Garland continued to heap praise on his crew when asked to elaborate that collaborative effort in Ex Machina. “Grips and focus pullers… Focus pullers can do a shot three times and then just think to themselves, “I’m just going to throw it over there just to see what happens.” And that turns out to be the best and most intuitive thing to do. Almost everything is the consequence of a group of people having a conversation. Ideas often can’t even get traced back to one person… Do you know what I mean? The only dishonest thing you can say is, especially on a film like this, is that it’s all the director. That’s the bit of bullshit, you could say.”
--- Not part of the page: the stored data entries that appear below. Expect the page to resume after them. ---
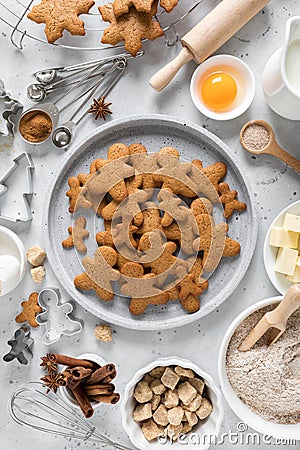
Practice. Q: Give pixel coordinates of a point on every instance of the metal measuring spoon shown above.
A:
(52, 109)
(271, 147)
(46, 76)
(37, 92)
(62, 135)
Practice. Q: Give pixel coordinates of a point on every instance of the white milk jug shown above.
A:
(281, 75)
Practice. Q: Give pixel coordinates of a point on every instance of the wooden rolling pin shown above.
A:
(209, 35)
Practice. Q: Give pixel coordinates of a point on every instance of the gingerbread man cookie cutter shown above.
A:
(9, 178)
(56, 316)
(9, 108)
(21, 345)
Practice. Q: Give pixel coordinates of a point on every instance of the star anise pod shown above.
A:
(53, 382)
(48, 365)
(100, 108)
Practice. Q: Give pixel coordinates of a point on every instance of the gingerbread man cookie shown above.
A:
(99, 273)
(133, 286)
(77, 195)
(229, 200)
(30, 310)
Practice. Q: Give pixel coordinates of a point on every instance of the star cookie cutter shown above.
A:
(56, 316)
(10, 177)
(21, 345)
(9, 108)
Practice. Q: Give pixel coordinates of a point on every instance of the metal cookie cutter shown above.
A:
(9, 108)
(10, 177)
(21, 345)
(56, 316)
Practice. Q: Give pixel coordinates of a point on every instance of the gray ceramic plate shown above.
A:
(154, 132)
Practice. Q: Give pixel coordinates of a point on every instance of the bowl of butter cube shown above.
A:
(282, 248)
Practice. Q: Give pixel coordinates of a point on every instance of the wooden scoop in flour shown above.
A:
(209, 35)
(275, 319)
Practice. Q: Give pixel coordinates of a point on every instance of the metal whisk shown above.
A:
(32, 406)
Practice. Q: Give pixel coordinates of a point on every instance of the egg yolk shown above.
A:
(218, 91)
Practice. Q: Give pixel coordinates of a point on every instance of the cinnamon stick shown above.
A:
(72, 362)
(101, 374)
(99, 389)
(112, 399)
(83, 401)
(79, 372)
(109, 377)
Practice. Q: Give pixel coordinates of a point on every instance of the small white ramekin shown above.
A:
(67, 394)
(210, 426)
(246, 415)
(11, 244)
(246, 75)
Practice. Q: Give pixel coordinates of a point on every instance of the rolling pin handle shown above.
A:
(163, 77)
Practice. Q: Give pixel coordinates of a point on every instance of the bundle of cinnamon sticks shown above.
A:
(86, 380)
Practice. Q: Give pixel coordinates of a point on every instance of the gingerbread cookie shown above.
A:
(168, 5)
(134, 272)
(229, 201)
(30, 309)
(144, 164)
(173, 207)
(99, 273)
(213, 242)
(140, 240)
(122, 6)
(172, 173)
(60, 15)
(131, 27)
(201, 206)
(77, 235)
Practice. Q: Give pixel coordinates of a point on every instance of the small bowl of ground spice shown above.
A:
(262, 385)
(36, 125)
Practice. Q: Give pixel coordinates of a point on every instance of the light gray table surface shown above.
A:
(274, 187)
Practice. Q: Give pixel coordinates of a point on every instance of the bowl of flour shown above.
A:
(262, 385)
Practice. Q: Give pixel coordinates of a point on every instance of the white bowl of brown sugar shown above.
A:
(262, 385)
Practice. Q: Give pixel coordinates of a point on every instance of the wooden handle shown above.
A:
(163, 77)
(286, 307)
(278, 151)
(219, 25)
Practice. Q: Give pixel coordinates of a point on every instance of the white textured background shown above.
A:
(274, 186)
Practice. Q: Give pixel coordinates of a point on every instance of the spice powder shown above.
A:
(35, 126)
(267, 379)
(256, 137)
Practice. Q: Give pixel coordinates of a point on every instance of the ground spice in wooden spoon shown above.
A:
(256, 137)
(35, 126)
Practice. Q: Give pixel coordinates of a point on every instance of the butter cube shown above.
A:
(292, 222)
(286, 261)
(296, 277)
(280, 237)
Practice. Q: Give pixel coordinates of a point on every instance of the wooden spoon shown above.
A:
(276, 320)
(272, 147)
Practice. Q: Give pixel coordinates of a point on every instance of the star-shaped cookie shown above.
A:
(131, 27)
(60, 15)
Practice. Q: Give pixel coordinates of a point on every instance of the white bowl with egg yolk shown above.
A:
(222, 87)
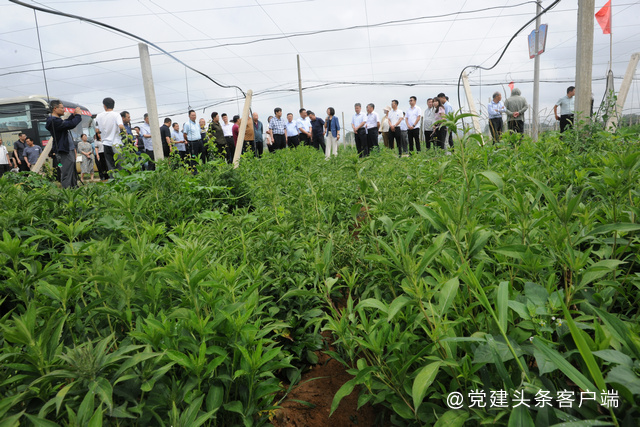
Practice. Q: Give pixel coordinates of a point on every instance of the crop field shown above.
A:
(508, 275)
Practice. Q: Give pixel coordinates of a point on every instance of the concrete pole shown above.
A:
(150, 97)
(299, 82)
(243, 128)
(584, 59)
(472, 105)
(536, 80)
(624, 91)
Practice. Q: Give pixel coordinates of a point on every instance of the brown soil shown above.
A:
(331, 375)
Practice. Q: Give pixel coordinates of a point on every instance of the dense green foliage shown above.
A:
(167, 298)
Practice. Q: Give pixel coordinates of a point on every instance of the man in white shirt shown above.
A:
(372, 124)
(414, 114)
(227, 130)
(145, 130)
(191, 130)
(404, 135)
(396, 116)
(359, 131)
(567, 107)
(109, 124)
(496, 108)
(447, 109)
(304, 127)
(427, 123)
(291, 132)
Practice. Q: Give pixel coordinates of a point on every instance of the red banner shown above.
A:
(603, 16)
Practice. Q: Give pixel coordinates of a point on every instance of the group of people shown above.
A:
(25, 155)
(197, 140)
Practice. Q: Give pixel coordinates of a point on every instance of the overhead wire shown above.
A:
(548, 8)
(127, 33)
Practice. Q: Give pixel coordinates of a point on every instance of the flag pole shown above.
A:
(611, 35)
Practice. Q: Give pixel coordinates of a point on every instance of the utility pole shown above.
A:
(616, 114)
(536, 78)
(299, 82)
(584, 59)
(150, 97)
(471, 102)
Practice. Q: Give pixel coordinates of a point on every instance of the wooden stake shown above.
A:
(243, 129)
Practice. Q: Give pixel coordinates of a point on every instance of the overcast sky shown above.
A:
(427, 51)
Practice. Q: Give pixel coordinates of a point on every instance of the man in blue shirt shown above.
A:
(258, 140)
(317, 131)
(496, 108)
(31, 153)
(567, 105)
(63, 145)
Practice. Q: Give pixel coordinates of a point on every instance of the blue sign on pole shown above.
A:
(542, 41)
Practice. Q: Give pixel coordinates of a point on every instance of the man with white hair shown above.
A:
(515, 106)
(496, 109)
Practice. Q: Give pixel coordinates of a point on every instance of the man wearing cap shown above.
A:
(18, 151)
(31, 153)
(63, 144)
(567, 105)
(414, 114)
(277, 130)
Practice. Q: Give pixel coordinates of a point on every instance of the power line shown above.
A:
(112, 28)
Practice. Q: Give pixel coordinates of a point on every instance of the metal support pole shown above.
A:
(584, 57)
(299, 82)
(150, 98)
(536, 79)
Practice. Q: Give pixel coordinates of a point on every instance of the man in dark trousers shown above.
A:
(63, 144)
(165, 137)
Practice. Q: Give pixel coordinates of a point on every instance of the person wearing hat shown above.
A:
(567, 106)
(384, 126)
(277, 131)
(427, 123)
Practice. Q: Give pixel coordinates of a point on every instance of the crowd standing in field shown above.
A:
(195, 141)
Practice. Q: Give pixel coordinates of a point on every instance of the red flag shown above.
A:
(603, 16)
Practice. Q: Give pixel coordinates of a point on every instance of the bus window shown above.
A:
(15, 117)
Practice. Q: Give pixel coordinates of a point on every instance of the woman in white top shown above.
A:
(427, 123)
(267, 136)
(440, 131)
(4, 159)
(384, 126)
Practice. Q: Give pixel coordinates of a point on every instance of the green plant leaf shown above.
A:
(452, 418)
(422, 381)
(342, 392)
(557, 359)
(520, 417)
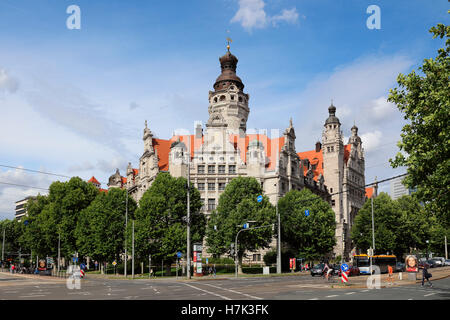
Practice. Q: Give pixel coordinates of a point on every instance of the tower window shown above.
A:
(211, 204)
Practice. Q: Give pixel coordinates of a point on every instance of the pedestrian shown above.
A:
(390, 275)
(426, 275)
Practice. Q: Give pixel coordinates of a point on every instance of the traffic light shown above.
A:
(232, 251)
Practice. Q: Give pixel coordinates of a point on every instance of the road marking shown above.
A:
(233, 291)
(215, 294)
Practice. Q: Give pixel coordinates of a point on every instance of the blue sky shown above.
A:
(74, 101)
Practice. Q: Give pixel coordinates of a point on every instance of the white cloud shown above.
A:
(8, 83)
(251, 15)
(371, 140)
(288, 16)
(381, 108)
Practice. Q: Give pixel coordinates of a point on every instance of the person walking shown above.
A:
(426, 275)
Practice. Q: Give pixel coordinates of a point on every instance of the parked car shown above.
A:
(432, 263)
(400, 267)
(336, 269)
(317, 270)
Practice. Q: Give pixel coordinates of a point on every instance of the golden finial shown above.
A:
(228, 43)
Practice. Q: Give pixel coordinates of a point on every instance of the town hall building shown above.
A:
(222, 150)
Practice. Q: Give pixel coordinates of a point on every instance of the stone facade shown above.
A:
(225, 150)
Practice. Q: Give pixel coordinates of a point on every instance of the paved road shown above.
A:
(276, 288)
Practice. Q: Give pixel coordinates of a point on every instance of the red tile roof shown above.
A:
(94, 181)
(369, 192)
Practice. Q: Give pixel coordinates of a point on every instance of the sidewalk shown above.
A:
(361, 281)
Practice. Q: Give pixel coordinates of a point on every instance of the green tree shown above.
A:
(424, 100)
(57, 214)
(311, 236)
(414, 227)
(160, 226)
(100, 228)
(237, 205)
(13, 234)
(387, 220)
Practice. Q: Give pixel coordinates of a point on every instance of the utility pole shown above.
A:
(188, 256)
(279, 233)
(126, 224)
(445, 241)
(132, 261)
(59, 249)
(3, 247)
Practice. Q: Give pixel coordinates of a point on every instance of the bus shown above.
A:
(362, 261)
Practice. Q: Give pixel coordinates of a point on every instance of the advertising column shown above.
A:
(198, 260)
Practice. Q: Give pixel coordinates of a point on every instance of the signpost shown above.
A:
(114, 264)
(344, 269)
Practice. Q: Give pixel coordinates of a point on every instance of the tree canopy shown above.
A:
(160, 226)
(424, 100)
(311, 236)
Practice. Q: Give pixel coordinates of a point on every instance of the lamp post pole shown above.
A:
(279, 233)
(188, 255)
(132, 261)
(126, 224)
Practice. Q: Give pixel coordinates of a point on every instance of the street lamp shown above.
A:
(126, 224)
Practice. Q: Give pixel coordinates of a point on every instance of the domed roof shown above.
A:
(332, 115)
(228, 63)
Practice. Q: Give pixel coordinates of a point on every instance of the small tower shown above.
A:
(333, 171)
(228, 104)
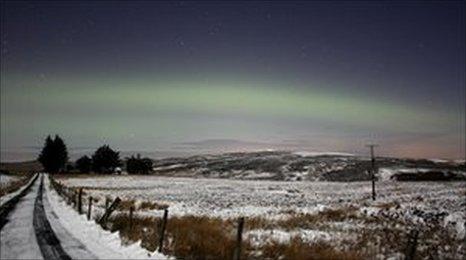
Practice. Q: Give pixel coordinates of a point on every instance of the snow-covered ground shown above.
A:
(103, 244)
(7, 197)
(7, 179)
(436, 208)
(232, 198)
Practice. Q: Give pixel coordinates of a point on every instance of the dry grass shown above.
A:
(186, 237)
(299, 250)
(125, 205)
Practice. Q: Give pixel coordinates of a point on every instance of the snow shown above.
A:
(315, 154)
(102, 243)
(6, 179)
(7, 197)
(18, 238)
(261, 236)
(400, 204)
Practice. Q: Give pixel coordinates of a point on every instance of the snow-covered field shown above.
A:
(7, 179)
(232, 198)
(436, 209)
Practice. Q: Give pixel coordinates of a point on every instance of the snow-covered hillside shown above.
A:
(296, 166)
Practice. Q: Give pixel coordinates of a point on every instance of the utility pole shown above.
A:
(371, 146)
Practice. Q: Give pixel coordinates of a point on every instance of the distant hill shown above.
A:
(300, 166)
(21, 167)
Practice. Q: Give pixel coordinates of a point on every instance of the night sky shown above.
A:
(171, 78)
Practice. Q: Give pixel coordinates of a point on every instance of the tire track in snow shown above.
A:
(48, 242)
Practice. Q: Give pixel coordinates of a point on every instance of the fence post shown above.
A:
(131, 209)
(108, 212)
(75, 198)
(80, 201)
(412, 244)
(89, 209)
(107, 202)
(162, 230)
(237, 252)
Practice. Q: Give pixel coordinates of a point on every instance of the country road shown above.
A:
(33, 230)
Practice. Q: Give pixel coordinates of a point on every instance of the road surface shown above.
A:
(33, 231)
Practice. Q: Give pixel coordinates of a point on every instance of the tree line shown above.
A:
(54, 158)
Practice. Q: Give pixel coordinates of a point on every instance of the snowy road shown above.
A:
(33, 232)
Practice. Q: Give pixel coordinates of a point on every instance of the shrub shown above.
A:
(54, 155)
(138, 165)
(84, 164)
(105, 160)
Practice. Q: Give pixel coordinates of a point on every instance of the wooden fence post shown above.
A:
(75, 198)
(107, 202)
(108, 212)
(131, 209)
(412, 244)
(162, 230)
(80, 201)
(239, 235)
(89, 209)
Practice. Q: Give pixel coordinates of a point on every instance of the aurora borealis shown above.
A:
(187, 77)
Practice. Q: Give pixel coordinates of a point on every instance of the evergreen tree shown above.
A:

When the point is made that, even though the director might get an undue amount of credit for a successful film, they also shoulder a lot of the blame if a film is a failure, Garland concedes a bit. “I guess. But all that would be is another representation of something which might be broadly inaccurate. I have to say, of course because I haven’t worked on films that I haven’t worked on. Maybe what I’m saying is only true in my line of sight. I just suspect it isn’t because I’ve worked with enough crews to get the vibe, you know I’ve been doing it for fifteen years. Again, say Woody Allen is an auteur. I really won’t disagree, I’m sure it’s true. It’s just the blanket application that we tend to do that I’m disagreeing with. I’m trying to be reasonable rather than unreasonable. “

It’s no secret that two-thirds of Garlands main cast consist of actors taking part in what could be the biggest film year, Star Wars: The Force Awakens. Garland sheds a little light on the Star Wars casting process of his two leads “They got that gig, like after… I think we were at least three-quarters of the way through post production. Films are often cast surprisingly soon to when they go into prep. As I remember, both those guys signed on two weeks before it was announced. Two and a half weeks? Something like that. I guess there might have been a conversation six months before but for other reasons I don’t think there were because of the process.”

When asked if there were any thoughts about holding Ex Machina back in order to cash in on the Star Wars sweepstakes, Garland says, “I just.. No. The conversations I had about a film like this is, is there a weekend anywhere where we can come out without getting obliterated? (Laughter) But that is true. This film, the reason it’s coming out this time of year is because there’s the awards corridor and then you get a bunch of these adult drama… we’re never going to live… like we’d be dead in seconds in that space. Then there’s the tent poles. You know, May to summer or whatever?”

Don’t expect to see Garland stepping behind the camera of a Star Wars film though. When asked whether or not he’d be interested in stepping into a sandbox like that he surprisingly (or perhaps not surprisingly) had the following to say, “I did (work in a sandbox like that) in a small sort of British way with Dredd, I think. That’s a preexisting comic, 2000 AD. But what you mean is am I going to chuck my hat in the Star Wars ring? It actually isn’t (something that he would be interested in). There are various reasons, but I would not be suited for that. My sensibilities are wrong. I’ve been doing this long enough… Look at my track record. There’s something… at a certain point you have to go, “There’s a pattern here.” SunshineDredd and Never Let Me Go. Years ago we had a hit with this movie, 28 Days Later. I don’t want to sound self-deprecating, I’m really pleased with how everything has worked out but there’s something in there would not lead you to suggest that what I should be doing is running a 150 million dollar film.”

When asked about the possibility of another film in the 28 Days Later series, of which Garland wrote the screenplay and served as a producer on its sequel 28 Weeks Later, he had the following to say “There is. We’re talking about it at the moment. We spent a long… The thing about 28 Days (Later), the first one, was that it had kind of an aggression to it and it had sort of a subversive element to it. And the sequel ideas that kept getting brought up, floated or discussed amongst us were kind of tame and they were franchise kind of ideas. Then we sort of came up with something with a bit more bite. And so we’re going to give it a crack. But it’s very early days. Very early days.”

Ex Machina is out now in select theaters. I can’t recommend this film more highly. It truly is an exceptional film.